The idea of giving away free Internet access in the hope that people might buy beer from you, has to be the strangest plan I've heard in some time.
It also appears that it could be the start of something big.
This isn't the first time I've had to write about beer in this column; but it is the first time I've had to drink the stuff in the course of my research.
Bringing the worlds of IT, telecoms and brewing together is a new idea - well, apart from using computers to monitor beer deliveries, of course.
And it's revolutionary.
The idea was created by a new company called Wialess.com. It grew out of a building firm, which was spending money equipping new homes with Cat 5 Ethernet. In future, it's going to fit WiFi wireless systems instead.

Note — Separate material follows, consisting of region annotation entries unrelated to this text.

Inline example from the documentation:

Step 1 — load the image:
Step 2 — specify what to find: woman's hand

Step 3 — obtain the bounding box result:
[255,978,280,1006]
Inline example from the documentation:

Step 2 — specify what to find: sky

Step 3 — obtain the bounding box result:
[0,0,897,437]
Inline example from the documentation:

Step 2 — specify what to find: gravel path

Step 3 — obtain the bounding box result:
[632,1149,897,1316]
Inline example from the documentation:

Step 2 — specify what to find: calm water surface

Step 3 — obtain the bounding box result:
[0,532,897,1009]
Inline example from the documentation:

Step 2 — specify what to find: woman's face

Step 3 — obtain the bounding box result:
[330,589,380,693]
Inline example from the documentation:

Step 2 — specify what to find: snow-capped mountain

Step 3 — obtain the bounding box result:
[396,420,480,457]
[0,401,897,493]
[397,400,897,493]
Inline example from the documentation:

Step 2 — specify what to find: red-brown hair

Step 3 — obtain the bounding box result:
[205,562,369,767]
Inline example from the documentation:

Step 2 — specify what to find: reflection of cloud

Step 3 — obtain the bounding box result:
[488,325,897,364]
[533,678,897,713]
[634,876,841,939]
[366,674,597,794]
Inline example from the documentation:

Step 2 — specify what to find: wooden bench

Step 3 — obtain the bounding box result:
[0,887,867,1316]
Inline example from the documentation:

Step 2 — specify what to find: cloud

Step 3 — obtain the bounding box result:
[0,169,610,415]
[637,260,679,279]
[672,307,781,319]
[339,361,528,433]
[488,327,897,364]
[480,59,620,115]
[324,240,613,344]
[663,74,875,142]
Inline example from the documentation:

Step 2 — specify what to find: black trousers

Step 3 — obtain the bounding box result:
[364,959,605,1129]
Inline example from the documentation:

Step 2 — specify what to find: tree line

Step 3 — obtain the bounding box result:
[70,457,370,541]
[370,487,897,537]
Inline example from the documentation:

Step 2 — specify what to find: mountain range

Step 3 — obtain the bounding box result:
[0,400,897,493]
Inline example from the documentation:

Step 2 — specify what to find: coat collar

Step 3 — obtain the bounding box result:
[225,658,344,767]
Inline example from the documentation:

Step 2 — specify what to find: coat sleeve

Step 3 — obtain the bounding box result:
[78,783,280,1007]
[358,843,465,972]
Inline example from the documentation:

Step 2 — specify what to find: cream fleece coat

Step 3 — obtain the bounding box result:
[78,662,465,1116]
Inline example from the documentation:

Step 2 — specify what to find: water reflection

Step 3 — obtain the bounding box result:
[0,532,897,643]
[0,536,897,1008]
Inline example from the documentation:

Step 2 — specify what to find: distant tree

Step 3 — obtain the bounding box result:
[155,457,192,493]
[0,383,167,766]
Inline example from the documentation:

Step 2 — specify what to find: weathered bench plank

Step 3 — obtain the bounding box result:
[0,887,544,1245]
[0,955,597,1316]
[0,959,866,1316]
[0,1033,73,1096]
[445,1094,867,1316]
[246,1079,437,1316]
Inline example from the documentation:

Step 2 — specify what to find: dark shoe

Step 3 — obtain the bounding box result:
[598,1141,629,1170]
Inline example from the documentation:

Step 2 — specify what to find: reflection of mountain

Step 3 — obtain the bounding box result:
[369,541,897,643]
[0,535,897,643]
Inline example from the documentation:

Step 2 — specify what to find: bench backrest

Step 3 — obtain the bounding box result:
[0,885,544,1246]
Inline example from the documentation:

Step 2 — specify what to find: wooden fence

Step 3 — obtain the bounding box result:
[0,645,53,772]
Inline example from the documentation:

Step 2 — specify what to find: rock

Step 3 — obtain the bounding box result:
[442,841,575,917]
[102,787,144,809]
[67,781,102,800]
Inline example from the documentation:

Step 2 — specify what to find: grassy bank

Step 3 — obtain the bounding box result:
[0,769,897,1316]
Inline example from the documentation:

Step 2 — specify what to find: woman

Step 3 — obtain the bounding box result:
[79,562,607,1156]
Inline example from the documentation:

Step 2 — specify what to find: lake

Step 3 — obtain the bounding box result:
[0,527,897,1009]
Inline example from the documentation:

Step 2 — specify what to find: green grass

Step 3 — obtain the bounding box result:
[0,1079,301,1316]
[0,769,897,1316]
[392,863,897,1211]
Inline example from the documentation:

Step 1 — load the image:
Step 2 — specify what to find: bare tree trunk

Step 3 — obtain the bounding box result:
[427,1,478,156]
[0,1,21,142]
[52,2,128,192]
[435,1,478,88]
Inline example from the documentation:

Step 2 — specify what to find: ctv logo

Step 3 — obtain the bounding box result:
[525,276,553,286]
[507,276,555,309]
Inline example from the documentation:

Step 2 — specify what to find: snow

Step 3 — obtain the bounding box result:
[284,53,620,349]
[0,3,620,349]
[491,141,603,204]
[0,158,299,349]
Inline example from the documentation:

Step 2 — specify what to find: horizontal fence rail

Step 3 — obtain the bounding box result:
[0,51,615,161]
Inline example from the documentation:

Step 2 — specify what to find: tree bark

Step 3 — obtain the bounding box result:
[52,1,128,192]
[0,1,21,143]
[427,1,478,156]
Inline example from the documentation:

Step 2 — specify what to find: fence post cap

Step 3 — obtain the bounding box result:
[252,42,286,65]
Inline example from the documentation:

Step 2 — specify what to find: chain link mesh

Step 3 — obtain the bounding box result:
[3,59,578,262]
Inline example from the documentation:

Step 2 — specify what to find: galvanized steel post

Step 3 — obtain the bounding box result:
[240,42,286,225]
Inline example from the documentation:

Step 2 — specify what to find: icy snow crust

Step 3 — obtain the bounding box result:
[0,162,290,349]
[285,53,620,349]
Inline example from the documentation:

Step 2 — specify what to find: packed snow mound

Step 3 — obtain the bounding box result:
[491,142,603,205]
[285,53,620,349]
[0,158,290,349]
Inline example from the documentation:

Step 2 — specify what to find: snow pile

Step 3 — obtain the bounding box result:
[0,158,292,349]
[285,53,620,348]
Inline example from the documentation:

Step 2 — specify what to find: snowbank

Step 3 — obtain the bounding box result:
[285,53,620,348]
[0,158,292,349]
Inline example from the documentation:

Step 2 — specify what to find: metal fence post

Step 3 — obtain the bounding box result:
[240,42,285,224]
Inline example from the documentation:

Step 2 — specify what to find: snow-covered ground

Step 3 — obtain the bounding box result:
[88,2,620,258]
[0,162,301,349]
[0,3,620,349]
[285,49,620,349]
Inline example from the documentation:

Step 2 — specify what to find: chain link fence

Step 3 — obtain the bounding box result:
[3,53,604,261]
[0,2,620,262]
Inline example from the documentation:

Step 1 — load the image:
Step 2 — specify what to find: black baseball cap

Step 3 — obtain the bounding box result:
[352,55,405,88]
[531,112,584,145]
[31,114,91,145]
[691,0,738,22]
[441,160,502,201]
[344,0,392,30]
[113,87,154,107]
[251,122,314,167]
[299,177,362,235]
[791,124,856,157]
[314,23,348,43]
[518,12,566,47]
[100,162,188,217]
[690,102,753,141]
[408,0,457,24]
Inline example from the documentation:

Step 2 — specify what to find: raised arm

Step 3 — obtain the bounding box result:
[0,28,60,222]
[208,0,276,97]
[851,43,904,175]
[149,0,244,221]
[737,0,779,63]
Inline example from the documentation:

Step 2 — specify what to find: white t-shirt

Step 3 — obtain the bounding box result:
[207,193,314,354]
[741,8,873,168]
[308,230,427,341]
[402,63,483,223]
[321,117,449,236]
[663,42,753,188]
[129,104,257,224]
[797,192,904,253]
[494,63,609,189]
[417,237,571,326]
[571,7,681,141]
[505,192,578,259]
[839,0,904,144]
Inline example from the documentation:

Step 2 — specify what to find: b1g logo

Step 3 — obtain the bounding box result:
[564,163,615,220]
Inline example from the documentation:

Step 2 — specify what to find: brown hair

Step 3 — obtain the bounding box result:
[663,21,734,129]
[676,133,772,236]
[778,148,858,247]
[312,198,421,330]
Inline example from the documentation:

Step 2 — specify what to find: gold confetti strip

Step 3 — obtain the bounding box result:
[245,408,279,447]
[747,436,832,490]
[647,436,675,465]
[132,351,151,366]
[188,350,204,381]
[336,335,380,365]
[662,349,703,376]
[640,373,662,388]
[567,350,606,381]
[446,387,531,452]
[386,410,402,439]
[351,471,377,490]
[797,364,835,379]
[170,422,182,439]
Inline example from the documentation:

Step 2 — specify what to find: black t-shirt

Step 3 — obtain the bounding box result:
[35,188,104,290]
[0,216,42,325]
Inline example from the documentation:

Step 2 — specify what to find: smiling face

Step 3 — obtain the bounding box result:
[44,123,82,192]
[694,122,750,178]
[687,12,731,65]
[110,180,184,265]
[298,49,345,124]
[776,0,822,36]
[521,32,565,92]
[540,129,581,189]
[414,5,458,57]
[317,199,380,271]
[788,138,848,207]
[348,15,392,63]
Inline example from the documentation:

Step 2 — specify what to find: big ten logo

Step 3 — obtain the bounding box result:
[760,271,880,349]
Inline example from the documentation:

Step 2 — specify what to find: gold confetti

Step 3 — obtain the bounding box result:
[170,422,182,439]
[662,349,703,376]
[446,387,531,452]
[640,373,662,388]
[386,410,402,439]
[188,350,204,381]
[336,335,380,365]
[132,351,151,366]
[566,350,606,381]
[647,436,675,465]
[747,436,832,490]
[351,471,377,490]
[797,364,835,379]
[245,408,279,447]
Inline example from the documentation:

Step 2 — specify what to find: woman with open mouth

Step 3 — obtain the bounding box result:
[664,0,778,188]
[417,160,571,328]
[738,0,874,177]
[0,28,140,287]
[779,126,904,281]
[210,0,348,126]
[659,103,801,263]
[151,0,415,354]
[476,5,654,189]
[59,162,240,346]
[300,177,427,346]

And from that, the firm got the idea of selling the Internet to pubs.
Many people who use Internet cafés would be even happier if they could use Internet pubs instead.
They could email their latest digital photographs to the family and friends back home in Japan, or the US, or Bognor Regis while enjoying a glass of Theakston's Old Peculiar and lunch.
Three pints of beer a day pays for the broadband and wireless system. Easy.
Now, if everybody in a town centre started doing this, what hope do you have of selling commercial, paid-for, premium Internet access through wireless hotspots - as BT and Megabeam are hoping to do? For fifty quid a month? When it only works in a few railway stations? And needs passwords? And budgets?
If you can come up with an appropriate answer, please let me know. I really can't think of one.